Non altro fu reperito. Non il peggio: quello, il nazismo, stava già nascondendosi, per restare banalmente identico a se stesso in eterno. Ancora è presente e imperante, democraticamente uguale, culturalmente mimetizzato, al potere: comunque.

È consequenzialmente fascismo desumere che sia nazista il fondo naturale della specie umana. Al contrario: si deve ipotizzare che il nazismo nasca e si sviluppi dentro una cultura che pretende la riduzione dell’uomo a una tra le tante specie animali, con loro evoluta, ma da loro mai distinta una volta per tutti: dopo una mutazione vantaggiosa.

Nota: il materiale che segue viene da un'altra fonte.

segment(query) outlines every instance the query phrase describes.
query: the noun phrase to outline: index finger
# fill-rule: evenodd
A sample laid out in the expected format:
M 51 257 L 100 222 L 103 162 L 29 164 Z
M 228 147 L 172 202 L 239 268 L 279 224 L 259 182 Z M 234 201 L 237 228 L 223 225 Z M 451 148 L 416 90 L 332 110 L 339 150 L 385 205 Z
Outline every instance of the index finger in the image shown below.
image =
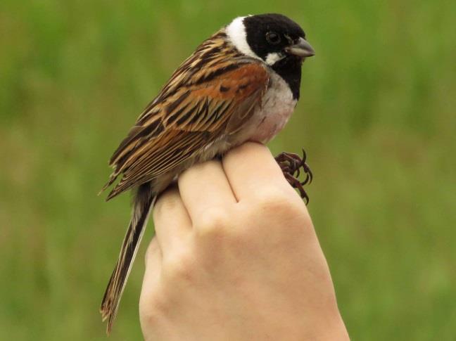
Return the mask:
M 262 144 L 247 142 L 232 149 L 222 164 L 238 200 L 251 196 L 260 188 L 291 188 L 271 152 Z

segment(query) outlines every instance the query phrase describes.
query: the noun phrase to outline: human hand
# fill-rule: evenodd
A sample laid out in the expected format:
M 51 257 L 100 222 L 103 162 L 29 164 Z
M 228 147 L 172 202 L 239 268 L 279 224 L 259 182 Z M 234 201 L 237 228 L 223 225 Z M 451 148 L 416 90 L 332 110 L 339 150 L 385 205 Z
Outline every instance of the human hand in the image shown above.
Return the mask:
M 153 219 L 146 340 L 348 340 L 307 208 L 266 147 L 186 170 Z

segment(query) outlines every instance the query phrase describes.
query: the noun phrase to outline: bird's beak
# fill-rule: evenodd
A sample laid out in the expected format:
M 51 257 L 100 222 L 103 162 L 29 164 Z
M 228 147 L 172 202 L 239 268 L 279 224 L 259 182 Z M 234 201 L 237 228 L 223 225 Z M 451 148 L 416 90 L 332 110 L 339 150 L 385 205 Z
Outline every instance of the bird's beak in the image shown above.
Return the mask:
M 310 44 L 304 38 L 299 38 L 299 40 L 294 45 L 285 49 L 285 51 L 295 56 L 302 58 L 312 57 L 315 56 L 315 51 Z

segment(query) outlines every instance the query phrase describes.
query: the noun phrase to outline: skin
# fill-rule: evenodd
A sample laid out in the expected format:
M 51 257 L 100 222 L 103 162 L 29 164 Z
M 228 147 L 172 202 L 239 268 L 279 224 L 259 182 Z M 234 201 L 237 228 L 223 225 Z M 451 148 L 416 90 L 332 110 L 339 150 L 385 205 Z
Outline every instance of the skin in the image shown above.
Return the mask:
M 153 219 L 145 340 L 349 340 L 305 205 L 264 146 L 184 172 Z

Ci sarebbe dunque ancora la permanenza dell’animale: ma non è cane l’uomo asservito nel lager. E allora c’è invece, ma è cultura, l’insorgenza dell’assolutismo dispotico, l’opposto del cane, la purezza divina dello spirito.

Il fascismo attuale non è dunque una visione ‘politica’. È la politica di una ‘visione’. La visione che dice che alla radice dell’uomo c’è la banalità che è il suo massimo male e il suo originario vitigno.

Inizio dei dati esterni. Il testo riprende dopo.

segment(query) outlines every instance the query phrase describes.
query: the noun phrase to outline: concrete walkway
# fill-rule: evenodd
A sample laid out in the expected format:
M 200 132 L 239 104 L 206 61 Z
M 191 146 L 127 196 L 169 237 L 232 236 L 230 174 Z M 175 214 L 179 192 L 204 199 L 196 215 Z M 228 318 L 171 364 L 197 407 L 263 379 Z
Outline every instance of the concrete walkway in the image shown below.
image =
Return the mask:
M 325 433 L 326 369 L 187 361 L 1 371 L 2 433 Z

È un falso ma una tale visione ha attecchito ed è la visione propria del potere.

Di conseguenza la politica è una pedagogia applicata a generazioni di persone che le inclina alla verità del giudizio che deriva dai fatti osservati. “È il necessario indispensabile realismo della politica, santo cielo!” Ma i fatti osservati ci riportano evidenze contrarie.(*)

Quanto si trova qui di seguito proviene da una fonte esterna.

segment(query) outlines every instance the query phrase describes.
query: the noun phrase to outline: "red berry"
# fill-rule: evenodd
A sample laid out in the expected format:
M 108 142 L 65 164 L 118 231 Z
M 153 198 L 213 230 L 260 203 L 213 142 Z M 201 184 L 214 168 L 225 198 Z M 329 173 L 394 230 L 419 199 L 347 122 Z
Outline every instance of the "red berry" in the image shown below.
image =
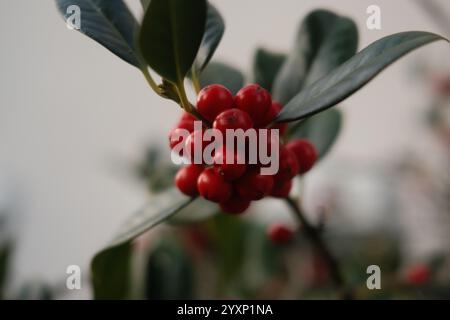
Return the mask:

Può capitare che la cultura diventi natura. Che il dio voglia annientare l’animale. Non è uomo contro l’uomo, come lupi. È io sono dio e tu sei un cane. Ma l’uomo/animale e l’uomo/dio restano due banalità cause di un ritardo e di un arresto della conoscenza su cosa un uomo sia e possa essere.

Resta la certezza della necessità di continuare la ricerca sulla natura umana della specie.

Il potere è poter imporre sulla natura umana una verità che lo sostenga. L’impotenza del potere è sapere che non sarà possibile in eterno.

(*) notagli asterischi legano i due paragrafi tra loro.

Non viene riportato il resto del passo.